Yes, the current European Commissioner for Energy Maroš Šefčovič represents Slovakia and this fact should not be completely discounted. However, in general, Slovakia’s vote is not so powerful that those who will make decisions in Brussels listen to it.
Proceeding from this analysis, the conclusion follows: the construction of the Nord Stream 2 is almost a solved matter and the Ukrainian side will not be able to disrupt the project.
At least, the probability of such a scenario is not high. Another issue is the Turkish Stream gas pipeline, bypassing Ukraine along the Black Sea bed. This is a project to replace the South Stream, from which Gazprom had to refuse earlier.
The construction of the Turkish Stream 1 is already under way. But it is designed to meet the needs of the Turkish economy. Therefore, this part of the project does not threat the Ukrainian GTS.
Another matter is Turkish Stream 2, which provides for the further transit of Russian gas to Greece, Italy, Serbia, Bulgaria, Croatia.
ENI can stop this project, becoming the operator of the Ukrainian gas transmission system in conjunction with Ukrtransgaz and investing into the modernization of the Ukrainian "pipeline" in the south.
Again, given the love of Europeans for half-hearted decisions (as it was in the case with the verdict of Stockholm arbitration in the dispute between Naftogaz and Gazprom), it is logical to assume that Nord Stream 2 will still receive a green light, while Turkish Stream 2 will be blocked in Brussels.
This means that Ukraine will lose not 3% of its gross domestic product due to a complete loss of revenues from gas transit, but approximately 1.5%.

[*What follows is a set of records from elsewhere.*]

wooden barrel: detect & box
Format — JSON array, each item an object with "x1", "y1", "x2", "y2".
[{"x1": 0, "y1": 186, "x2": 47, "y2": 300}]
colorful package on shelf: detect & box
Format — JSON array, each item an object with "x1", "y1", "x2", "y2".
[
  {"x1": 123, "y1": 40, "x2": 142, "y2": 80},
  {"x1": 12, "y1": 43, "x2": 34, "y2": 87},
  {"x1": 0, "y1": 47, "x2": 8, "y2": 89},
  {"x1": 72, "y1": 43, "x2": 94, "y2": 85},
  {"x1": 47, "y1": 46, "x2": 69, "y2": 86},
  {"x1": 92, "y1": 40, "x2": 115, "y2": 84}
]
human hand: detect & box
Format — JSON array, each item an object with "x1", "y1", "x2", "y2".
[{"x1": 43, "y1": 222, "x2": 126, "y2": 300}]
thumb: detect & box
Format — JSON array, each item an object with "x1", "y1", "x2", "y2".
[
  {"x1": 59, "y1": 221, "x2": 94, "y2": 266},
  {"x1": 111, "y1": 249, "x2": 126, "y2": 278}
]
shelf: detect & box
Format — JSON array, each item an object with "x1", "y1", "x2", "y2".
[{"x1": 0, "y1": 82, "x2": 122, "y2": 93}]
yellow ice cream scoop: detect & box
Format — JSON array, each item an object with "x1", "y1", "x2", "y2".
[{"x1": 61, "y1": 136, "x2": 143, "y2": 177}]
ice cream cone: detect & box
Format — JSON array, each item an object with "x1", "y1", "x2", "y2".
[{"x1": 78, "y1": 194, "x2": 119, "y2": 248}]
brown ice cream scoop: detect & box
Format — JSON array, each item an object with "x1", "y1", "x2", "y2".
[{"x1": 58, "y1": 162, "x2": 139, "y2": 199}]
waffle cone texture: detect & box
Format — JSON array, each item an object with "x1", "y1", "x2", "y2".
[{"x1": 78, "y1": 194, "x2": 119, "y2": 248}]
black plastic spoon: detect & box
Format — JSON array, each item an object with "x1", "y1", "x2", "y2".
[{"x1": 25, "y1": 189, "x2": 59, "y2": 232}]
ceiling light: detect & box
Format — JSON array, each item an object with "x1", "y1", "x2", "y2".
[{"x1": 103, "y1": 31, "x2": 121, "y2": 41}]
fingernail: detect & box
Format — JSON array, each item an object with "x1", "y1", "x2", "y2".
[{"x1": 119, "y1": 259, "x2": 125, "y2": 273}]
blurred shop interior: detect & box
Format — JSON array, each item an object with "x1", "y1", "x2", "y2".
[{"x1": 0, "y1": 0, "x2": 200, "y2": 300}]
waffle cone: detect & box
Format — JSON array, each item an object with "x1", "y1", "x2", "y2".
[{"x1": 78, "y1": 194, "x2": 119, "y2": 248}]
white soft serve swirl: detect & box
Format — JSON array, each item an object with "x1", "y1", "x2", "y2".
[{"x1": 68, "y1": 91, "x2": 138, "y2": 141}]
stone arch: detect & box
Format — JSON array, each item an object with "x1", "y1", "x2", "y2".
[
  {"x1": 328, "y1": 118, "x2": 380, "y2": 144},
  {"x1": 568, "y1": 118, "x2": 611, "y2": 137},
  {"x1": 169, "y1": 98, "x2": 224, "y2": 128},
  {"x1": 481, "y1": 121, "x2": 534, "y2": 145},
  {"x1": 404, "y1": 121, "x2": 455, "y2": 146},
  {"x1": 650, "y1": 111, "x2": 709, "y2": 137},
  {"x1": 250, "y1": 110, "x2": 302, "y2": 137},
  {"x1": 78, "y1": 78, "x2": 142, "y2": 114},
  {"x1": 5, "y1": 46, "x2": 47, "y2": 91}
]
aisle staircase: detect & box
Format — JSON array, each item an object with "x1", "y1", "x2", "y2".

But the remaining "perks" will have to be shared with consortium partners, managing the Ukrainian "pipeline". Totally, it turns out that only 0.75% -1% of GDP will be saved. It's not much. but better than nothing at all.
And everything else will be fine.
World prices for commodities - iron ore, steel, wheat, sunflower, etc. - are at a relatively decent level and there is no reason for their collapse in the foreseeable future.
This will support both the hryvnia exchange rate and the Ukrainian economy as a whole. It should be positively affected by the recovery of the financial system - the growth of the capitalization of banks and the transition to new requirements for transparency of operations, etc.